At his 2014 inauguration, Boston Mayor Marty Walsh delivered a speech outlining his goals and promises to the city, among them a pledge to create a special committee to bring a new standard of transparency to City Hall.
That spring, Walsh made good on his promise. In a press release, the mayor announced the creation of a city “Ethics Committee” to review and revise existing policies around financial disclosure and other ethics issues and establish “an even stronger culture of ethical behavior and transparency in city government.”
In the nearly three years since, the committee has released no public reports, public recommendations, public advisory opinions, or public findings that WGBH News was able to obtain (city officials say it was not asked to issue written reports). It has not met publicly, has no web site, and is not listed among the city’s myriad other boards, commissions, or committees.

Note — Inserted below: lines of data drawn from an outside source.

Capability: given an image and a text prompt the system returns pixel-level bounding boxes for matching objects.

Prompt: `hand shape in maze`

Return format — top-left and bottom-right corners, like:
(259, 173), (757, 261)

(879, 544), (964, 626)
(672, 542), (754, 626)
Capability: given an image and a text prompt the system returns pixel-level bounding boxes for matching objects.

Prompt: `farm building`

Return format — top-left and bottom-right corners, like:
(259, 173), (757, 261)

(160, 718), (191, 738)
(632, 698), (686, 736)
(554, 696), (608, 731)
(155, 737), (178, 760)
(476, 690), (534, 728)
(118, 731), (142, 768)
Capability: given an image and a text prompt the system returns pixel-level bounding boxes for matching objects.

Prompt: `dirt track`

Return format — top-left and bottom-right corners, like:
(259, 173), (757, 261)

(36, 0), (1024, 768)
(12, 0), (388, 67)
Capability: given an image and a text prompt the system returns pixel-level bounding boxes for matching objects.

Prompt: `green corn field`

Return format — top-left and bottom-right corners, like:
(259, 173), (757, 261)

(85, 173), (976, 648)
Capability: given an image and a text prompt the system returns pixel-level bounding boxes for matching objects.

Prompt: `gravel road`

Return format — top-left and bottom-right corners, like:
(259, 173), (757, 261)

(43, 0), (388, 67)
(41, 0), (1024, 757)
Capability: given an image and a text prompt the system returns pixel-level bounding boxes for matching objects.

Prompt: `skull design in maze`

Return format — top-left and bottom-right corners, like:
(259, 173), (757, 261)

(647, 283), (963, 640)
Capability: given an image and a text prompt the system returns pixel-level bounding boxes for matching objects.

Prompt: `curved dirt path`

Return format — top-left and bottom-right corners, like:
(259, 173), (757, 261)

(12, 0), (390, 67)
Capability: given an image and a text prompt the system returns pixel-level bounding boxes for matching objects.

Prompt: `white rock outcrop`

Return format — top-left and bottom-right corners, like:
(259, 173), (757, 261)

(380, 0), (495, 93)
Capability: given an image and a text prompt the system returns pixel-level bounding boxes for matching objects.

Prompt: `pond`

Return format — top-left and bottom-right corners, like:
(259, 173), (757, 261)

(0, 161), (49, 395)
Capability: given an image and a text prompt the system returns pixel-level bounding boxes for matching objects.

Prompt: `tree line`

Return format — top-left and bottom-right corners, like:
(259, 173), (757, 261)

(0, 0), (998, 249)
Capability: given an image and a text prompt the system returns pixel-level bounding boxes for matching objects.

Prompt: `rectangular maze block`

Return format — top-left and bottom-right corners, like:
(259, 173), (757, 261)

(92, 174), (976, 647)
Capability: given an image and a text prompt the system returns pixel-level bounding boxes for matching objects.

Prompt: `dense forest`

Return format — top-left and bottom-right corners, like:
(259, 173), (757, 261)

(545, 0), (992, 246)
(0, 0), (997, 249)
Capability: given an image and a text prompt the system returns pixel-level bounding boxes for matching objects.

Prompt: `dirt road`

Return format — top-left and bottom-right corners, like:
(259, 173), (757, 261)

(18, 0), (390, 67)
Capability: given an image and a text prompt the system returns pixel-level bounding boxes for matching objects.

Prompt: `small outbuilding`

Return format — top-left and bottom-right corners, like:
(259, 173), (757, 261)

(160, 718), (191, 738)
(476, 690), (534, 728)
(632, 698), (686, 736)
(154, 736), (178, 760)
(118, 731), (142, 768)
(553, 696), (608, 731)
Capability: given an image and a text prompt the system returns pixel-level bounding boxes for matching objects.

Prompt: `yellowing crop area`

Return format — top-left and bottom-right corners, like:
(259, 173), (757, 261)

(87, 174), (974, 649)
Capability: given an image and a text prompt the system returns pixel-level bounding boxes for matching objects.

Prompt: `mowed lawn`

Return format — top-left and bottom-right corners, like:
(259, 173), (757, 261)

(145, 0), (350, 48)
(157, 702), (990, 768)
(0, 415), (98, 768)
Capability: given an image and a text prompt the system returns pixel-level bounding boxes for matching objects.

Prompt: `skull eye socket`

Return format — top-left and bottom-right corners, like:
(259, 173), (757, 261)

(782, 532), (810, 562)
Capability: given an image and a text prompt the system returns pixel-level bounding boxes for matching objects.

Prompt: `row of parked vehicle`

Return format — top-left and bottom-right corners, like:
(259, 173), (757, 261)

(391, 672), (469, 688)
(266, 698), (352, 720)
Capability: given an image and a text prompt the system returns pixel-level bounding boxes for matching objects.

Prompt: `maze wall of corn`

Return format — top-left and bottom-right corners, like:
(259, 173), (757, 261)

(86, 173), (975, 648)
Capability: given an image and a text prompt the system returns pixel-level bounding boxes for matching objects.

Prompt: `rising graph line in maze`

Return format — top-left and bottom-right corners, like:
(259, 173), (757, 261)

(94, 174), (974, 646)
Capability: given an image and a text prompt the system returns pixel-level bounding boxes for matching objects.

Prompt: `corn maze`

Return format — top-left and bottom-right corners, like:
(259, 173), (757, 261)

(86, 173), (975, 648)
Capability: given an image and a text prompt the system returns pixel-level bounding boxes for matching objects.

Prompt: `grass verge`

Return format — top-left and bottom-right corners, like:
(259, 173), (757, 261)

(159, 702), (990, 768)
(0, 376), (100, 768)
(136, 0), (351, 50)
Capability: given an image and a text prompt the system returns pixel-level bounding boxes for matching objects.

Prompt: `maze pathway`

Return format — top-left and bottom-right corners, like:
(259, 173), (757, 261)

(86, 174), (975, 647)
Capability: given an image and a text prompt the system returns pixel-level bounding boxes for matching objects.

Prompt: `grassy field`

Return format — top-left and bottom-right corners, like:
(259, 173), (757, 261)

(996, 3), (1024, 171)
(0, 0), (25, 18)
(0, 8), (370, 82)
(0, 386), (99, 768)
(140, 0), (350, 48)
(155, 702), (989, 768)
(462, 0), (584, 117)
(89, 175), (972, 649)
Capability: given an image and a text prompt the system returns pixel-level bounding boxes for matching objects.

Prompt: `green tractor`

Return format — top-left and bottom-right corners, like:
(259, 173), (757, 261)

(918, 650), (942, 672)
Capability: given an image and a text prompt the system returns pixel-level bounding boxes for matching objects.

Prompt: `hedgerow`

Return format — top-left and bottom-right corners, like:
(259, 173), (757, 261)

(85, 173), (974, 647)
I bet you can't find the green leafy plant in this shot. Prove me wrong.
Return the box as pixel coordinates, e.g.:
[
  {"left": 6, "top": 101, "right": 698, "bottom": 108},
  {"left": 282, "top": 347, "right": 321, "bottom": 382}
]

And, city officials confirmed to WGBH News last week, the committee has ceased meeting, at least for now — with little of the fanfare with which it was created.
One of the committee’s four original members says that he was unaware it was meeting in the first place.
“I attended an introductory meeting, and at the meeting we did discuss some areas that the [committee] intended to look at,” said Peter Sturges, one of Walsh’s four appointees to the committee. Sturges is board chair of Common Cause Massachusetts, which advocates for government transparency.
But after that, Sturges said, “There was no meeting that I was aware of.”
Sturges resigned from the committee in 2016.
With issues of financial disclosure, transparency and ethics in government coming to the fore of national politics, Walsh has not been immune from calls to push for greater transparency in Boston government — last week, the Boston Globe reported on Walsh’s still unachieved goal of requiring lobbyists of city government to disclose their lobbying activities.
It was after questions by The Boston Herald and WGBH News that Walsh's charitable foundation assented to disclose many, though not all, donors to a 2015 fundraiser (a list which included developers and other companies with city business) and pledged to release all donors in the future.
The establishment of an ethics committee was a talking point for Walsh on the 2013 campaign trail, at his inauguration, and in office. But it seems to have fallen largely out of public view since then.
Nicole Caravella, a spokesperson for Walsh, emphasized in emails to WGBH News that the committee did meet, “either by phone or in person,” at least four times since 2014, and “conducted dozens of hours of work and exchanged many phone calls” over that period — though the office did not provide exact dates. As a purely advisory body, the committee did not maintain meeting minutes or agendas, according to Caravella.
The Mayor’s Press Office did not offer an explanation as to why committee member Sturges would recall being invited to no such meetings, or whether he was indeed made aware of them; but the office did confirm that Sturges had resigned from the committee.
The Mayor’s Office did not offer, as requested by WGBH News, any formal or informal memos, recommendations, or other documentation that might have been produced by the committee, noting that it was not tasked with producing such written reports.
Sturges acknowledged that the committee may have gotten together after its initial meeting, but said that if it did he was not aware of those meetings.
Walsh spokesperson Caravella said that the committee’s work over the past few years involved various reforms to city disclosure policies, including:
Working with the city’s law department to streamline the city’s Statement of Financial Interest forms.
Implementing, with the help of the city’s Department of Innovation and Technology, at virtually no extra cost to taxpayers, an online filing system for the disclosures, which were previously filed in hard copy. (They will remain unavailable online to the public but can be obtained via records request.)
Creating a new ethics education and training curriculum for city employees that has since been implemented.
In many other big cities — Philadelphia, New York, and, in a smaller city closer to home, Somerville — ethics commissions serve as independent watchdog agencies with clear investigatory and enforcement powers.
Walsh never promised an ethics body along those lines. And the few specific goals he did outline were indeed among those tasks the Mayor’s Office says the committee took up.
But the committee’s stated scope of reviewing “any relevant changes to the City’s Ethics Policy” appears to have ended there.
The Mayor’s Office confirmed that that the committee is no longer meeting, “now that the initial goals of the committee have been achieved,” spokesperson Caravella said in an email.
Two other committee members, committee chair and city Corporation Counsel Eugene O’Flaherty and University of Massachusetts-Boston Chancellor Keith Motley, did not directly return calls for comment.
Elissa Flynn-Poppey, a fourth member of the committee who also works as Walsh’s personal attorney, serves as president of his charitable foundation, and does financial work for his mayoral committee, directed inquiries to the Mayor’s Press Office.
Asked whether Walsh plans to reconvene, reconstitute or replace the now-dormant ethics committee, spokesperson Caravella wrote: “The Walsh Administration will continue to uphold only the highest ethical standards and prioritize efforts to improve transparency.”